You are viewing a plain text version of this content. The canonical link for it is here.
Posted to user@spark.apache.org by heszak <hz...@collabware.com> on 2015/03/18 22:37:28 UTC

Does newly-released LDA (Latent Dirichlet Allocation) algorithm supports ngrams?

I wonder to know whether the newly-released LDA (Latent Dirichlet Allocation)
algorithm only supports uni-gram or it can also supports bi/tri-grams too?
If it can, can someone help me how I can use them?



--
View this message in context: http://apache-spark-user-list.1001560.n3.nabble.com/Does-newly-released-LDA-Latent-Dirichlet-Allocation-algorithm-supports-ngrams-tp22131.html
Sent from the Apache Spark User List mailing list archive at Nabble.com.

---------------------------------------------------------------------
To unsubscribe, e-mail: user-unsubscribe@spark.apache.org
For additional commands, e-mail: user-help@spark.apache.org


Re: Does newly-released LDA (Latent Dirichlet Allocation) algorithm supports ngrams?

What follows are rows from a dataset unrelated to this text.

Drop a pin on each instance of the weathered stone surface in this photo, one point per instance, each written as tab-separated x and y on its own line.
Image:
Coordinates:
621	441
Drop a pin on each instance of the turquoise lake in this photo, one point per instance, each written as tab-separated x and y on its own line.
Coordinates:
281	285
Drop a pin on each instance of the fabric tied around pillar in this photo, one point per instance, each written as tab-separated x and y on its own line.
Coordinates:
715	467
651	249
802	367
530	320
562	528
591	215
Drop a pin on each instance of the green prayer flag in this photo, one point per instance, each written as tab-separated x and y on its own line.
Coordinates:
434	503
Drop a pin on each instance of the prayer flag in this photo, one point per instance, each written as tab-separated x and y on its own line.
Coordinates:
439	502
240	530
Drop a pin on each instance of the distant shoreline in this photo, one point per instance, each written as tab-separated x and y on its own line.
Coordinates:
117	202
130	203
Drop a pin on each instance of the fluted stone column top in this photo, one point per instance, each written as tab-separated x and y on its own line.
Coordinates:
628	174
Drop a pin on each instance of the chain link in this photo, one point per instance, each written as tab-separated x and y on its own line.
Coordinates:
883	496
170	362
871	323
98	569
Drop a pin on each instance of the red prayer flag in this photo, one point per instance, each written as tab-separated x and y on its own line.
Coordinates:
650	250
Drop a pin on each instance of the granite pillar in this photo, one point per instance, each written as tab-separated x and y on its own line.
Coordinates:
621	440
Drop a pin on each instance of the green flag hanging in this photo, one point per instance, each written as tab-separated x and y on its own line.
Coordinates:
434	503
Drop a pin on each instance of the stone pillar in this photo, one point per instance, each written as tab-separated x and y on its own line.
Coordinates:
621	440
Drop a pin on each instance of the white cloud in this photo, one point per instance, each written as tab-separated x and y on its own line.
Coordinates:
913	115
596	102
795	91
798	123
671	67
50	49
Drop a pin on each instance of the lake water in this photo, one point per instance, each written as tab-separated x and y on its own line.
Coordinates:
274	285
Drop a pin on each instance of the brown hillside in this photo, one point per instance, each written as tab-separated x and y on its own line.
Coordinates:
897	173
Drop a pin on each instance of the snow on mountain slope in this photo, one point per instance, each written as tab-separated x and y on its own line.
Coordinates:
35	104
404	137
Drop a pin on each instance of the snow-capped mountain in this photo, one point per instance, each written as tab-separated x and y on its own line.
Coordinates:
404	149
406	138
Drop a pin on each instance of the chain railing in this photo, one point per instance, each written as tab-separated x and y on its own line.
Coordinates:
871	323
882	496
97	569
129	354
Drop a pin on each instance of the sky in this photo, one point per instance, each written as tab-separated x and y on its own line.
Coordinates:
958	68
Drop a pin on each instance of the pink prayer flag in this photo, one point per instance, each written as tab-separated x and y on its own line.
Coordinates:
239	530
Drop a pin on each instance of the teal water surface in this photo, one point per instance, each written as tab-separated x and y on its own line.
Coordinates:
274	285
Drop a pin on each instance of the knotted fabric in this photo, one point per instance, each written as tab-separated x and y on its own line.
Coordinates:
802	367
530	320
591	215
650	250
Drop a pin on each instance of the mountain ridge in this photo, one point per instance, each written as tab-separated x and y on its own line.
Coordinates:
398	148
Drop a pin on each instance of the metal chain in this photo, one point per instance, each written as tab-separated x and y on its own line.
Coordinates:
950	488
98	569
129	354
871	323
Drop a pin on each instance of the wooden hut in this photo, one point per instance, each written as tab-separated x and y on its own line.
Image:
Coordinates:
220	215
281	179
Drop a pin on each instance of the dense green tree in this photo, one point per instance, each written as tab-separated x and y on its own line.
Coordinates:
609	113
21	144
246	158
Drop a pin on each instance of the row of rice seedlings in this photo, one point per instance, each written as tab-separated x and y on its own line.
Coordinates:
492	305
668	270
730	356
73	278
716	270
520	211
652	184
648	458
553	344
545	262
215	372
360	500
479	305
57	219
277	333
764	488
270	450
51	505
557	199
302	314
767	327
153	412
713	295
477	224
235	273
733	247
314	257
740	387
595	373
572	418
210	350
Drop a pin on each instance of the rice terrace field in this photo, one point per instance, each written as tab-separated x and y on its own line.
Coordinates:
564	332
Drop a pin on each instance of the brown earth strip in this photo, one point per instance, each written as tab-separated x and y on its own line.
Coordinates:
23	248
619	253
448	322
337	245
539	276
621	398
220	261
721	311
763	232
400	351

Posted by Charles Earl <ch...@gmail.com>.
Heszak,
I have only glanced at it but you should be able to incorporate tokens
approximating n-gram yourself, say by using the lucene
ShingleAnalyzerWrapper API
http://lucene.apache.org/core/4_9_0/analyzers-common/org/apache/lucene/analysis/shingle/ShingleAnalyzerWrapper.html
You might also take a glance at http://www.mimno.org/articles/phrases/
C

On Wed, Mar 18, 2015 at 5:37 PM, heszak <hz...@collabware.com> wrote:

> I wonder to know whether the newly-released LDA (Latent Dirichlet
> Allocation)
> algorithm only supports uni-gram or it can also supports bi/tri-grams too?
> If it can, can someone help me how I can use them?
>
>
>
> --
> View this message in context:
> http://apache-spark-user-list.1001560.n3.nabble.com/Does-newly-released-LDA-Latent-Dirichlet-Allocation-algorithm-supports-ngrams-tp22131.html
> Sent from the Apache Spark User List mailing list archive at Nabble.com.
>
> ---------------------------------------------------------------------
> To unsubscribe, e-mail: user-unsubscribe@spark.apache.org
> For additional commands, e-mail: user-help@spark.apache.org
>
>


-- 
- Charles